Recipe courtesy of the Wild Blueberry Association of North America Council, adapted with permission.

for crust:

2 teaspoons sugar
1 teaspoon unbleached all-purpose flour
6 phyllo sheets
neutral oil such as grapeseed or vegetable oil for phyllo

for filling:

3/4 cup sugar
3 tablespoons cornstarch
1 teaspoon cinnamon
6 cups wild blueberries
1-1/2 tablespoons fresh lemon juice

Preheat oven to 350 degrees.

Lightly oil a 9" pie pan. Combine sugar and flour in a small bowl. Set aside.

Stack phyllo sheets and cut them in half crosswise. Cover with a slightly damp cloth and set aside.

Take one sheet and gently layer it on the bottom of the pie pan. Brush lightly with the oil and sprinkle with 1/2 teaspoon of the sugar mixture.

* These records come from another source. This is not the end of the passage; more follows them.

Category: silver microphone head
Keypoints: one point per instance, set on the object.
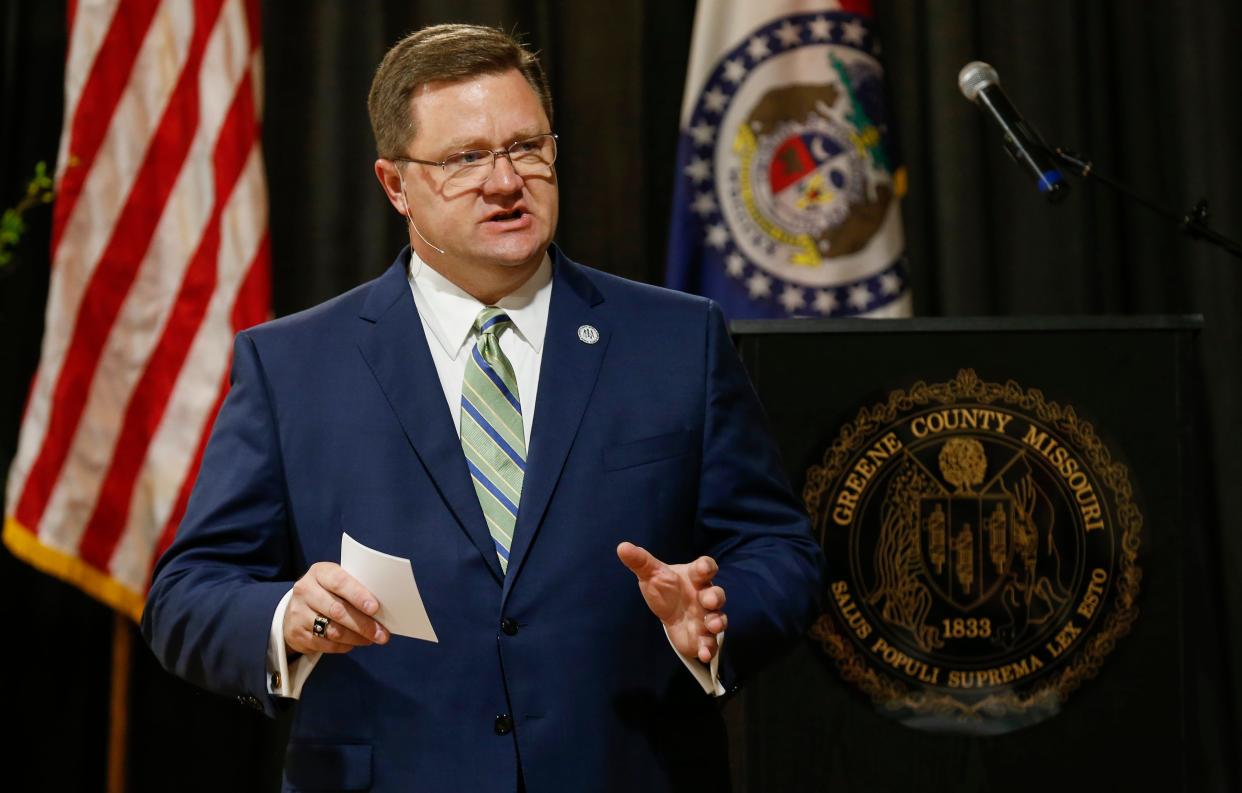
(976, 76)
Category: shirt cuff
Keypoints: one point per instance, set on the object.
(286, 678)
(706, 674)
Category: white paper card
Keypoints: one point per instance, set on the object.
(390, 579)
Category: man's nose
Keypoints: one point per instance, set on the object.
(504, 177)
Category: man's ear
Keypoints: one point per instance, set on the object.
(386, 172)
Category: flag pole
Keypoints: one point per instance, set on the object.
(118, 720)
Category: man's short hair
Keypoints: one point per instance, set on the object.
(441, 52)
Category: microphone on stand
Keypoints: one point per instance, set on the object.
(980, 83)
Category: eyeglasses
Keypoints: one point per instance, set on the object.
(530, 157)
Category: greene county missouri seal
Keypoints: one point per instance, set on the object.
(981, 548)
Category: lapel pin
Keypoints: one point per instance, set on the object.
(588, 334)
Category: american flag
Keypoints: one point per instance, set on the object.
(159, 256)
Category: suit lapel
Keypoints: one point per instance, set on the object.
(395, 348)
(566, 378)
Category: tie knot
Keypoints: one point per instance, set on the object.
(491, 320)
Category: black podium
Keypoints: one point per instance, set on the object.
(1004, 505)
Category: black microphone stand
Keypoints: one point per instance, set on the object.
(1192, 224)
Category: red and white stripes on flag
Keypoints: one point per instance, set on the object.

Repeat with all but one remaining sheet, layering clockwise at 1" intervals until the entire pie pan rim is covered. Trim excess phyllo with kitchen sheers.

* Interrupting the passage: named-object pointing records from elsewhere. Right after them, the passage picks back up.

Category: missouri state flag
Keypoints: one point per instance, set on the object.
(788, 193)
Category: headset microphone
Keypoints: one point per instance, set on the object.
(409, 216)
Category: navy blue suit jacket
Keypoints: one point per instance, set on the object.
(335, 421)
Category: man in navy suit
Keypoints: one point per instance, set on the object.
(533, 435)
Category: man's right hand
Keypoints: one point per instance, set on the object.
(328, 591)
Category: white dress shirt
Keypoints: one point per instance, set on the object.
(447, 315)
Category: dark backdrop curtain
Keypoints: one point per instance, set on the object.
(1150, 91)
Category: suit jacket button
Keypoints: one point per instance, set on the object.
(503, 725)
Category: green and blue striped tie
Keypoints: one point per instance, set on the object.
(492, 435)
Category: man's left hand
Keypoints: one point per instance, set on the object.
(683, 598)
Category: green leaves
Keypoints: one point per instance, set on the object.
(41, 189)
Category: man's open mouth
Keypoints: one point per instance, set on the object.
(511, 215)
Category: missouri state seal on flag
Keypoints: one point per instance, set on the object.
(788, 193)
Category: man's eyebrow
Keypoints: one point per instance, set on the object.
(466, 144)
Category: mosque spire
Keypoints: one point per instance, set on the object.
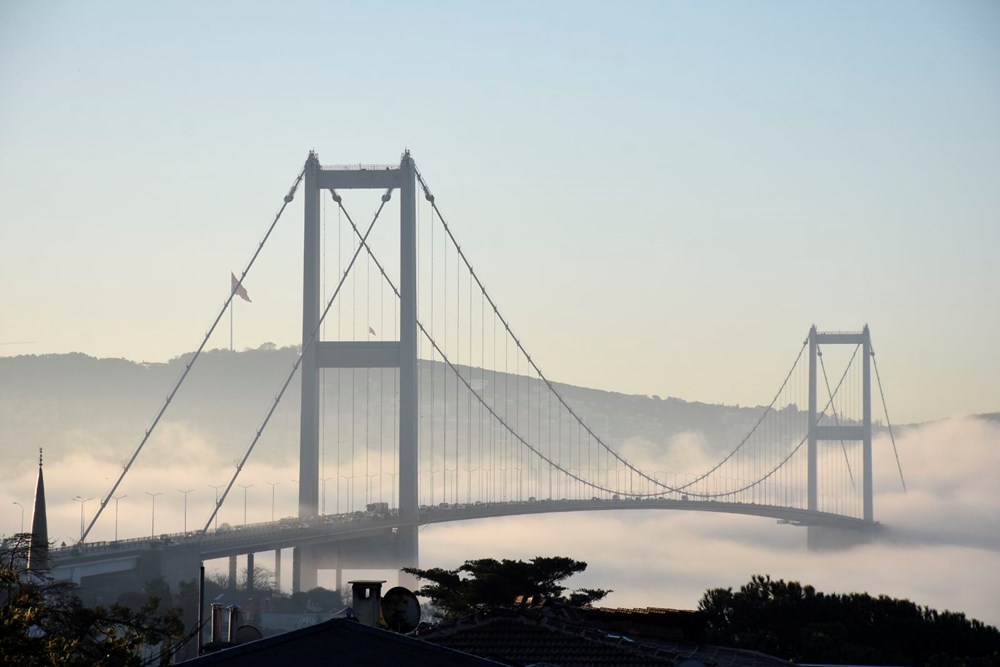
(38, 551)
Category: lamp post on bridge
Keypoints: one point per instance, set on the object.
(116, 499)
(272, 485)
(216, 487)
(22, 514)
(152, 512)
(245, 487)
(83, 505)
(185, 505)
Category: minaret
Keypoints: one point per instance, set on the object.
(38, 552)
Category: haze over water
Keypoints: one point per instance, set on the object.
(662, 197)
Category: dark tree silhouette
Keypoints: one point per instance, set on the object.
(798, 623)
(479, 585)
(44, 622)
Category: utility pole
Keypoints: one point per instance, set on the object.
(185, 506)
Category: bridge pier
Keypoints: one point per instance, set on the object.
(840, 432)
(318, 355)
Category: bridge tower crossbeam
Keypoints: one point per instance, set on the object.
(841, 432)
(319, 354)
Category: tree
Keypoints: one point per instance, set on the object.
(798, 623)
(44, 622)
(479, 585)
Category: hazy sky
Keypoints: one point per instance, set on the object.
(662, 196)
(941, 549)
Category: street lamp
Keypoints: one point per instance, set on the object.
(22, 514)
(272, 484)
(116, 499)
(152, 512)
(216, 487)
(245, 487)
(185, 506)
(83, 505)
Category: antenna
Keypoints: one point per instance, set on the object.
(400, 610)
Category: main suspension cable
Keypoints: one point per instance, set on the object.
(430, 197)
(298, 361)
(836, 419)
(885, 410)
(236, 287)
(537, 452)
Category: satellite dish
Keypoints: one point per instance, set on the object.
(400, 610)
(248, 633)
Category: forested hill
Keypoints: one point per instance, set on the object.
(68, 401)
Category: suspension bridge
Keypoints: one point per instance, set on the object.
(438, 412)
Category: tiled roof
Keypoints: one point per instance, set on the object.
(339, 641)
(525, 638)
(574, 637)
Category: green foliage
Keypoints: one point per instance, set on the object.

In a 4-quart saucepan, combine sugar, cornstarch, cinnamon and mix well. Add blueberries and sprinkle with lemon juice. Toss lightly to combine.

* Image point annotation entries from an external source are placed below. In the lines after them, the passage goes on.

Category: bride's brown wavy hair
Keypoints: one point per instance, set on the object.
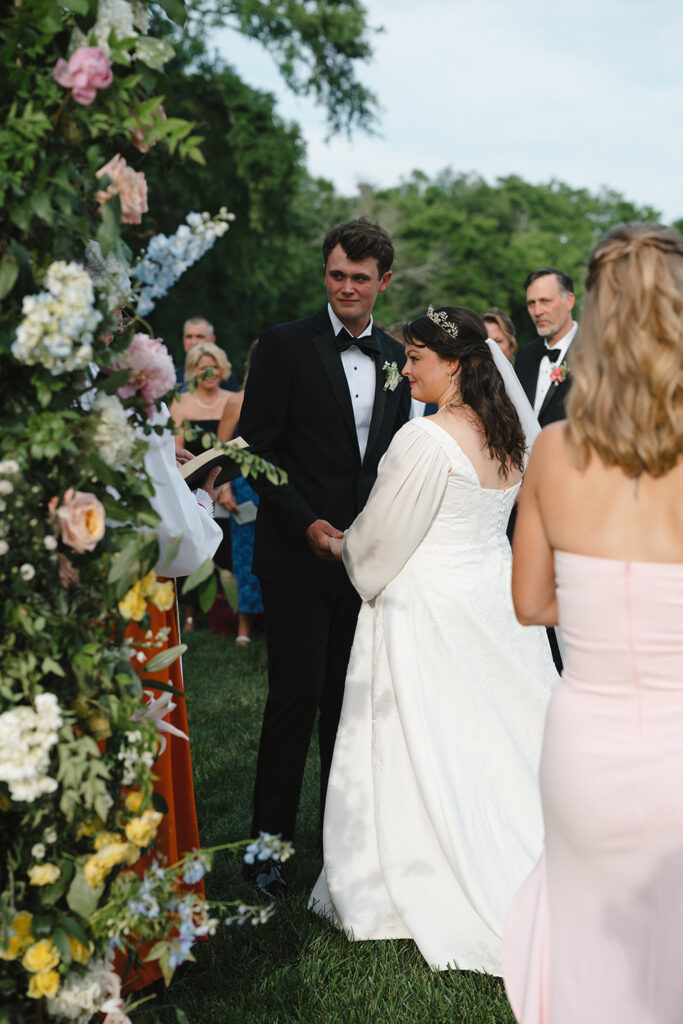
(626, 400)
(480, 384)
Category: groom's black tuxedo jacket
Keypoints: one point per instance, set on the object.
(526, 368)
(297, 413)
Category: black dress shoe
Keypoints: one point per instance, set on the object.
(267, 877)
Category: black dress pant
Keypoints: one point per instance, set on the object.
(309, 637)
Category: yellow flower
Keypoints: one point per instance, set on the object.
(163, 596)
(104, 839)
(148, 584)
(42, 955)
(19, 936)
(99, 864)
(133, 604)
(141, 830)
(88, 826)
(43, 875)
(80, 952)
(133, 801)
(44, 983)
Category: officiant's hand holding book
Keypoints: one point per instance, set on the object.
(196, 470)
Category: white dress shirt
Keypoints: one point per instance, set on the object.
(545, 368)
(360, 376)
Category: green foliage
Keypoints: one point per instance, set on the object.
(462, 241)
(270, 269)
(316, 46)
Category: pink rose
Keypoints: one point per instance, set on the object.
(80, 519)
(152, 372)
(128, 184)
(87, 71)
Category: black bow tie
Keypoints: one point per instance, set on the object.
(552, 353)
(367, 344)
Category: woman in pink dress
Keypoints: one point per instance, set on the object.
(594, 934)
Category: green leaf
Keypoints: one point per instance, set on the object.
(199, 576)
(82, 898)
(166, 687)
(109, 230)
(165, 657)
(60, 940)
(9, 271)
(72, 926)
(175, 10)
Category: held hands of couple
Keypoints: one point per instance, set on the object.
(325, 541)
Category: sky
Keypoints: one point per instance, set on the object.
(589, 92)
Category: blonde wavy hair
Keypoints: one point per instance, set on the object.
(626, 400)
(207, 348)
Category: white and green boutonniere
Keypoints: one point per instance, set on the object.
(392, 376)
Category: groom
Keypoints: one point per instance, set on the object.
(321, 402)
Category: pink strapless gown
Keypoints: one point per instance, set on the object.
(594, 935)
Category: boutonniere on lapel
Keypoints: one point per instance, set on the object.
(558, 375)
(392, 376)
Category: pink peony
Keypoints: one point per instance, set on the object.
(87, 71)
(69, 576)
(152, 371)
(128, 184)
(80, 519)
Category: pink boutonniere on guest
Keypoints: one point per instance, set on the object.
(558, 375)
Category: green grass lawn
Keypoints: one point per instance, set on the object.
(296, 969)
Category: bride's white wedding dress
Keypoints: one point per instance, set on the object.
(433, 815)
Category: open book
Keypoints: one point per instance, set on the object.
(195, 471)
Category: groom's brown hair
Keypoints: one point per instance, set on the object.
(360, 240)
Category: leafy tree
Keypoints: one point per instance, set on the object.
(463, 241)
(316, 45)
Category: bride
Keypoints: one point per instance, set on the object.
(433, 815)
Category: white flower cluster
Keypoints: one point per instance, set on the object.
(167, 259)
(57, 327)
(131, 755)
(81, 994)
(109, 275)
(27, 736)
(268, 847)
(127, 20)
(114, 436)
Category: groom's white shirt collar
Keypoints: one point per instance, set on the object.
(337, 325)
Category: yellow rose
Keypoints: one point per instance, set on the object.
(141, 830)
(104, 839)
(133, 604)
(99, 864)
(19, 936)
(43, 875)
(148, 584)
(79, 952)
(42, 955)
(44, 983)
(163, 596)
(133, 801)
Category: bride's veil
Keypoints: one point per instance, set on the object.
(516, 394)
(530, 425)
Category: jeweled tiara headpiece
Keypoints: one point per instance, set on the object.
(441, 320)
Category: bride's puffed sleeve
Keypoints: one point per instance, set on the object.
(407, 495)
(182, 512)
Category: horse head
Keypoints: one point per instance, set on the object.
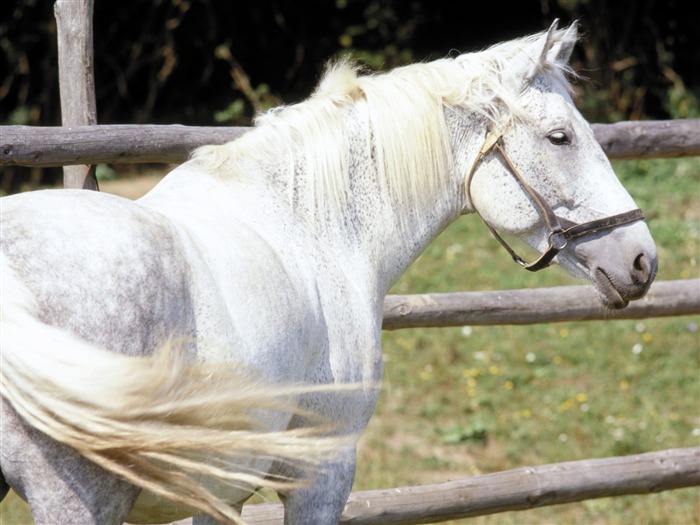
(542, 177)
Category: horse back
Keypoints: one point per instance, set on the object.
(100, 266)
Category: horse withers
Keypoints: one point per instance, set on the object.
(165, 357)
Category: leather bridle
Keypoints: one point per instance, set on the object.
(561, 230)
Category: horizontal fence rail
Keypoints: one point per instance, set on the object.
(172, 144)
(518, 489)
(532, 306)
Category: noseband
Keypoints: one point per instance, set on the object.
(561, 230)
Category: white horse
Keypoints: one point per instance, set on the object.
(272, 255)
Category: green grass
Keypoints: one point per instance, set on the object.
(462, 401)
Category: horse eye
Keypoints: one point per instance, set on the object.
(559, 138)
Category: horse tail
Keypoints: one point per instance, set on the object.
(159, 422)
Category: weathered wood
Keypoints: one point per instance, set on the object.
(649, 139)
(76, 78)
(56, 146)
(532, 306)
(52, 146)
(519, 489)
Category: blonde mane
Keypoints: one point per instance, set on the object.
(406, 135)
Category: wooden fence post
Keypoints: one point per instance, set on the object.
(76, 78)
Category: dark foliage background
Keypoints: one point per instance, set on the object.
(210, 62)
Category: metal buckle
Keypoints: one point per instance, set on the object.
(558, 240)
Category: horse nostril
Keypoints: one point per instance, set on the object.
(643, 269)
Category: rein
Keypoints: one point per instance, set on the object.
(561, 230)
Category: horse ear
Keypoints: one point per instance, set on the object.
(558, 52)
(561, 51)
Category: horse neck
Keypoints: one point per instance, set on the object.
(378, 235)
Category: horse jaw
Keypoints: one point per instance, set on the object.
(621, 264)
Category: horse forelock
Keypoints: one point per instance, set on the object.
(406, 132)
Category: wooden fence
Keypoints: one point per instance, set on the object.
(81, 143)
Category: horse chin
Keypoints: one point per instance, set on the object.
(608, 294)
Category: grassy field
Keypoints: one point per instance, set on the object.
(463, 401)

Cook over medium heat, stirring gently, until mixture comes to a boil. Cook and stir 2 additional minutes. Remove from heat and pour into prepared phyllo crust.

Cut remaining phyllo sheet in half crosswise. Lightly brush each half with oil. Stack the layers and fold lengthwise. Cut into 6 strips. Twist the strips and arrange them over the pie filling, 3 horizontal and 3 vertical strips.

Bake 20 to 25 minutes, or until phyllo is golden. Cool and serve at room temperature.